Cluster aggregation of statistical anomaly detection is a mechanism for defending against denial of service attack (dos) and distributed denial-of-service (DDoS) attacks. DDoS attacks are treated as a congestioncontrol problem; because most of the congestion is occurred in the malicious hosts not follow the normal endto- end congestion control. Upstream routers are also notified to drop such packets in order that the router’s resources are used to route legitimate traffic hence term cluster aggregation. If the victim suspects that the cluster aggregations are solved by most of the clients, it increases the complexity of the cluster aggregation. This aggregation solving technique allows the traversal of the attack traffic throughout the intermediate routers before reaching the destination. In this proposal, the aggregation solving mechanism is cluster aggregation to the core routers rather than having at the victim. The router based cluster aggregation mechanism checks the host system whether it is legitimate or not by providing a aggregation to be solved by the suspected host.

Simulation of a vessel sensor network of ZigBee standard

The subject of the paper is a vessel sensor network designed to collect data from wireless sensors for various purposes. The peculiarity of this network application is the presence of a large number of premises, wireless communication between which is complicated. One of the possible approaches to solving this problem is to use coordinators connected by a switch into a local network, and a large number of routers that provide data relaying along the chain. Studies of the proposed vessel wireless network in the OMNeT ++ simulation modeling environment using Castalia framework are carried out in the paper. The process of modeling both the network itself and its individual components, and various modes of their operation is shown. The interaction of network nodes through intermediate routers is considered. Estimation of losses during packet delivery along a chain of routers, the time spent on processing packets in routers and delays in packet delivery to the network coordinator from the sending node is based on the compiled model. It is concluded that with the increasing complexity of the network structure (growth in the number of routers), there is a proportional rise of the packets delivery delay over the wireless network to the vessel local network.

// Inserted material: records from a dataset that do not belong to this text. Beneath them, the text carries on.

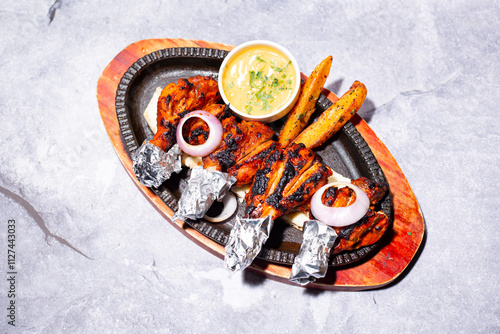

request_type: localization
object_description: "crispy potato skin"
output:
[278,56,333,147]
[294,81,367,148]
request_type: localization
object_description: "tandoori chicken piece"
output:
[203,116,274,172]
[332,209,390,254]
[321,177,390,254]
[150,76,224,151]
[245,144,332,220]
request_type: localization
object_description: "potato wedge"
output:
[278,56,332,147]
[294,81,366,148]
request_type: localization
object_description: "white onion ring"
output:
[176,110,223,157]
[311,182,370,227]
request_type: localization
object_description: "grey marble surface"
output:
[0,0,500,333]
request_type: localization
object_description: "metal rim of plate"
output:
[115,47,392,266]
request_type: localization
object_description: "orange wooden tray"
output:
[97,39,425,290]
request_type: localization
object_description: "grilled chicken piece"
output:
[227,140,278,187]
[321,177,390,254]
[182,104,231,145]
[332,209,390,254]
[351,177,389,205]
[203,116,274,172]
[245,144,332,220]
[150,76,221,151]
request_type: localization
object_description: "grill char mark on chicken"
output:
[322,177,390,254]
[150,76,224,151]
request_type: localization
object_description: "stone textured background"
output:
[0,0,500,333]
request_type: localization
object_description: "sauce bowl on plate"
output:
[219,40,301,122]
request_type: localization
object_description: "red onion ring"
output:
[311,182,370,227]
[176,110,223,157]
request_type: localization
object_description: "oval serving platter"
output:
[98,39,424,290]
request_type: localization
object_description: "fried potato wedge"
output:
[294,81,367,148]
[278,56,333,147]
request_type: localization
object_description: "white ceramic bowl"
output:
[219,40,301,123]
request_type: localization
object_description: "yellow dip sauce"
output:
[222,46,297,115]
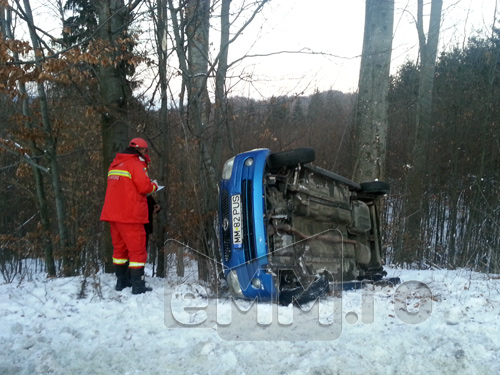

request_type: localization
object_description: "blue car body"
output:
[219,149,278,301]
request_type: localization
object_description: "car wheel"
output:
[269,147,316,170]
[360,181,391,195]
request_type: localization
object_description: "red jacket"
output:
[101,153,158,224]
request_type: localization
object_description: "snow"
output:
[0,269,500,375]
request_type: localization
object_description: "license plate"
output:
[231,194,243,247]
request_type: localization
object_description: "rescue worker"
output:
[101,138,158,294]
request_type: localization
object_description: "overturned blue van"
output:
[219,148,389,303]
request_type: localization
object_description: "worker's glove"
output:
[151,180,158,193]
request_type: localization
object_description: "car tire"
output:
[360,181,391,195]
[269,147,316,170]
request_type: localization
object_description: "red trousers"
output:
[109,221,148,268]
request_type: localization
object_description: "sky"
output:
[230,0,496,97]
[17,0,497,99]
[0,258,500,375]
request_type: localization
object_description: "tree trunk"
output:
[354,0,394,182]
[399,0,443,261]
[97,0,131,273]
[24,0,74,276]
[150,0,170,277]
[0,6,56,277]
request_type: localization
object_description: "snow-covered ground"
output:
[0,262,500,375]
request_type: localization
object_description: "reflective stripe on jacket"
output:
[101,153,157,224]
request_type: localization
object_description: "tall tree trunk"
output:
[150,0,170,277]
[0,2,56,277]
[97,0,131,272]
[24,0,74,276]
[404,0,443,262]
[354,0,394,182]
[186,0,217,281]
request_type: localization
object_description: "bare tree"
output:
[0,6,56,276]
[400,0,442,260]
[16,0,74,276]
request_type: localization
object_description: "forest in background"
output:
[0,1,500,280]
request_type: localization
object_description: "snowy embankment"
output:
[0,269,500,375]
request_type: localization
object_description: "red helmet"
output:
[128,138,148,148]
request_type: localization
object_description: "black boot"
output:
[130,267,153,294]
[115,262,132,291]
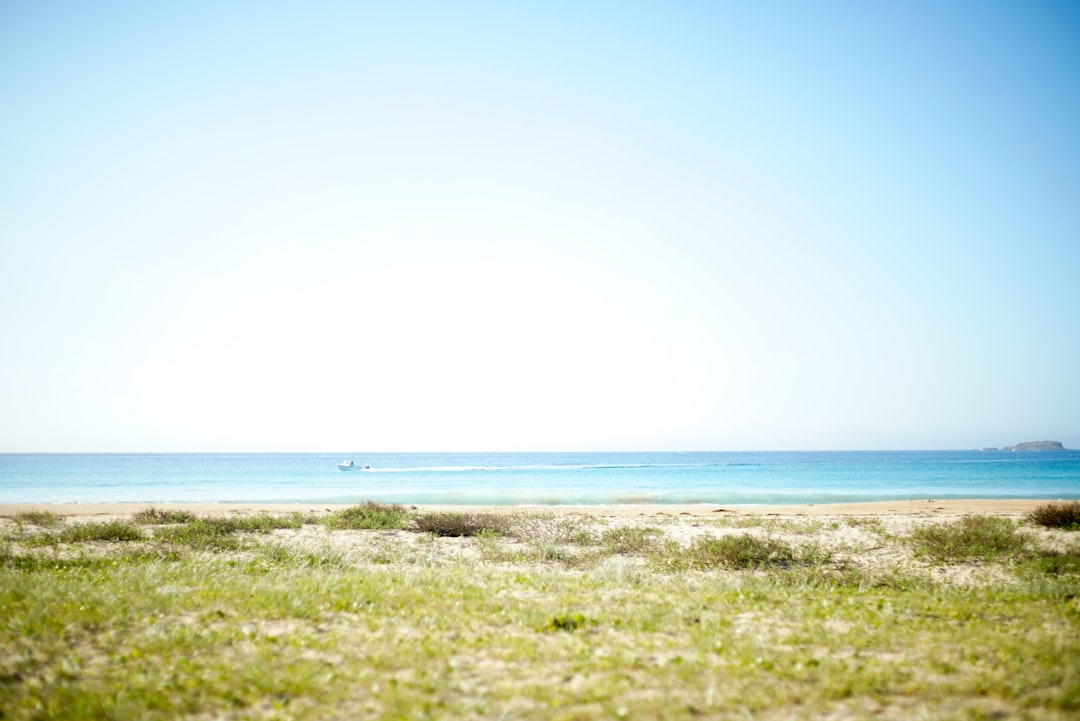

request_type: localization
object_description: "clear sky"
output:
[0,0,1080,452]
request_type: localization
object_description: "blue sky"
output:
[0,0,1080,451]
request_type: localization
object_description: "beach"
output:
[0,499,1080,721]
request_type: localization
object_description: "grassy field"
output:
[0,504,1080,720]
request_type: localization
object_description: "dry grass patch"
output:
[1027,501,1080,531]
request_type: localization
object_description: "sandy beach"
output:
[0,499,1049,518]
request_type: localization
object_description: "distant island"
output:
[1001,440,1065,450]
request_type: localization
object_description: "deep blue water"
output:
[0,450,1080,505]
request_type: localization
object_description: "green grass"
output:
[320,501,413,530]
[0,509,1080,721]
[653,533,826,571]
[14,511,64,528]
[1027,501,1080,531]
[133,506,198,526]
[909,516,1031,561]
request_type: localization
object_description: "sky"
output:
[0,0,1080,452]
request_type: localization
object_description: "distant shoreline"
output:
[0,499,1054,518]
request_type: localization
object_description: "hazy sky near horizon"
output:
[0,0,1080,452]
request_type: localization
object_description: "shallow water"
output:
[0,450,1080,505]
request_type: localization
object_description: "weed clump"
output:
[153,518,240,550]
[414,512,511,536]
[132,506,198,526]
[1027,501,1080,531]
[600,526,661,556]
[15,511,64,528]
[57,520,146,543]
[908,516,1030,561]
[320,501,410,531]
[656,533,802,571]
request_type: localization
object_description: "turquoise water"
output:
[0,451,1080,505]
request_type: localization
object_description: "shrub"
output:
[133,506,197,526]
[1027,501,1080,531]
[58,520,146,543]
[216,513,303,533]
[15,511,64,528]
[153,518,240,550]
[504,513,595,545]
[320,501,410,530]
[1026,548,1080,576]
[657,533,800,571]
[908,516,1030,561]
[600,526,660,555]
[414,512,511,536]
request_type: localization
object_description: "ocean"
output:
[0,450,1080,505]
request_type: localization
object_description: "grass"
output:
[321,501,411,530]
[0,509,1080,721]
[653,533,826,571]
[414,512,511,538]
[1027,501,1080,531]
[909,516,1030,561]
[132,506,198,526]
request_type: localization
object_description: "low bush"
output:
[505,513,596,546]
[414,512,512,536]
[600,526,660,555]
[133,506,198,526]
[15,511,64,528]
[153,518,241,550]
[320,501,411,531]
[654,533,805,571]
[1027,501,1080,531]
[907,516,1031,561]
[57,520,146,543]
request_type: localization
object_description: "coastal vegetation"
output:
[1028,501,1080,531]
[0,503,1080,720]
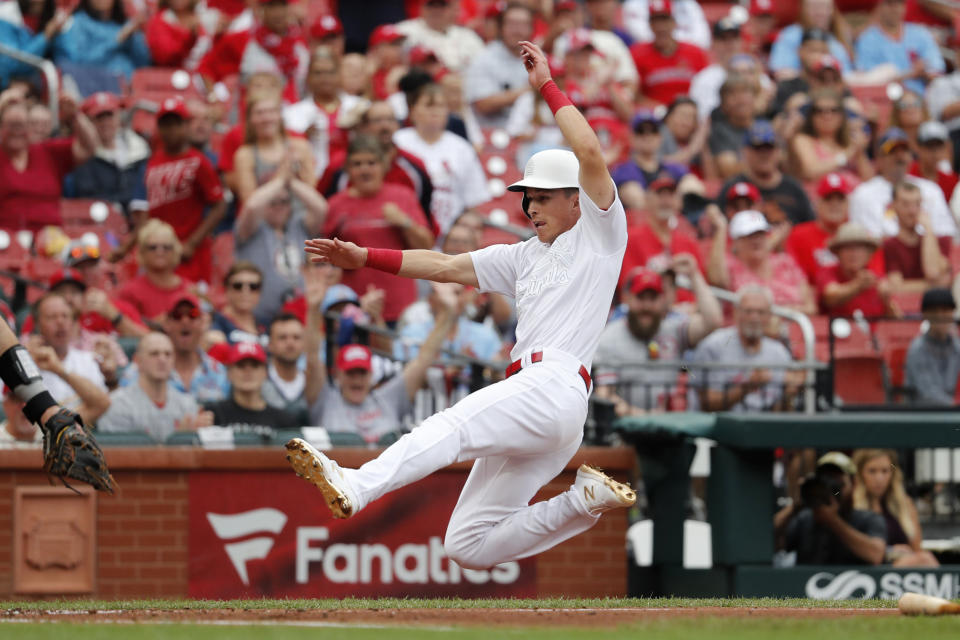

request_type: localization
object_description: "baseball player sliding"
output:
[287,42,636,569]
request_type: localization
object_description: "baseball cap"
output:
[813,53,843,73]
[920,287,957,311]
[647,171,677,191]
[650,0,673,18]
[320,283,360,313]
[817,172,853,198]
[817,451,857,476]
[225,342,267,367]
[368,24,406,47]
[713,16,740,38]
[568,27,596,51]
[730,209,770,240]
[800,28,830,44]
[310,15,343,40]
[49,267,87,290]
[167,293,200,315]
[877,127,910,153]
[157,97,190,120]
[917,120,950,144]
[726,182,760,202]
[630,109,660,131]
[627,267,663,296]
[80,91,122,118]
[750,0,773,16]
[743,120,777,147]
[337,344,373,371]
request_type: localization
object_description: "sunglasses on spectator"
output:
[70,247,100,260]
[230,282,261,291]
[170,307,200,320]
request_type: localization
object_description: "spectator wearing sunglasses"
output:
[117,219,197,321]
[210,260,265,344]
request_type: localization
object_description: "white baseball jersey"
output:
[470,189,627,369]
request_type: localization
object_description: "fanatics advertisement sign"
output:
[189,471,536,599]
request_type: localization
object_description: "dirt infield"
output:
[0,607,899,628]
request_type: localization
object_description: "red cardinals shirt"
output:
[146,148,223,282]
[0,138,74,231]
[784,222,886,284]
[323,184,427,321]
[630,42,710,104]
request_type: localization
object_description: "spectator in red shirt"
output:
[323,136,434,322]
[630,0,710,104]
[146,98,227,283]
[197,0,310,102]
[0,89,97,231]
[117,218,192,322]
[367,24,406,100]
[907,120,960,202]
[618,172,703,302]
[817,222,899,318]
[145,0,213,70]
[785,173,885,284]
[883,182,950,293]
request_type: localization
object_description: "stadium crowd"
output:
[0,0,960,450]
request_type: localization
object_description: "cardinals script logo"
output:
[207,508,287,586]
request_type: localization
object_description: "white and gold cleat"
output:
[286,438,356,518]
[573,464,637,515]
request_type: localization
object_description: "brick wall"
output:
[0,448,634,598]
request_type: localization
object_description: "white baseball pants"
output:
[344,349,598,569]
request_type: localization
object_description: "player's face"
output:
[227,360,267,393]
[337,369,373,404]
[527,189,580,244]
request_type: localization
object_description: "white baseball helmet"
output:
[507,149,580,191]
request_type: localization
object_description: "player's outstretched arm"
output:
[304,238,480,287]
[0,321,116,493]
[520,41,615,209]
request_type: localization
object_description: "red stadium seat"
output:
[833,355,887,405]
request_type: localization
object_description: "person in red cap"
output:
[197,0,310,102]
[204,342,303,431]
[618,172,703,302]
[367,24,406,100]
[135,98,227,283]
[309,13,346,58]
[145,0,213,71]
[784,173,885,284]
[630,0,710,104]
[594,254,723,416]
[64,91,150,215]
[306,280,458,444]
[464,3,533,127]
[397,0,483,71]
[0,88,97,231]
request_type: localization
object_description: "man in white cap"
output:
[287,42,636,569]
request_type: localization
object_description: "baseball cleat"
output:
[286,438,354,518]
[573,464,637,515]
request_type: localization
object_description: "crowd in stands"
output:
[0,0,960,456]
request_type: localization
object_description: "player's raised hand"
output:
[304,238,367,269]
[520,40,551,91]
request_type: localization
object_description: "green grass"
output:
[0,598,897,611]
[0,617,958,640]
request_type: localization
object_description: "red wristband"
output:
[364,249,403,275]
[540,80,573,115]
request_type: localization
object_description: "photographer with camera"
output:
[773,451,887,565]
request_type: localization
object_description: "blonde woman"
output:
[853,449,940,567]
[117,218,192,320]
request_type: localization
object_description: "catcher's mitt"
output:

However, all transmitted packets are delivered to the addressee.

Routing Issues And Challenges for Mobile ad-hoc Networks (MANETs): A Review

Mobile ad-hoc networks also referred to as MANETs belong to a collaborative collection of different cellular devices from a heterogeneous community, the prolific characteristic is the capability to enroll in and give up the community at any time. This results in a creation of a decentralized community of cell nodes that could connect, talk and bypass messages to each different without the requirement of an intermediate router. MANETs are usually used in numerous sets of packages like military operations, emergency or catastrophe relief operations, commercial enterprise conferences, political conferences, mine site operations. In those forms of networks, the maximum crucial trouble is that of locating the first-class direction available between the 2 nodes consistent with the consumer necessities. Despite many fascinating future programs of cellular ad-hoc networks (MANETs), There are nevertheless a few crucial challenges and open issues to be solved. As a consequence, extensively on this paper, we present an outline of MANETs, and their routing protocols. Then we present numerous tough issues and the future work.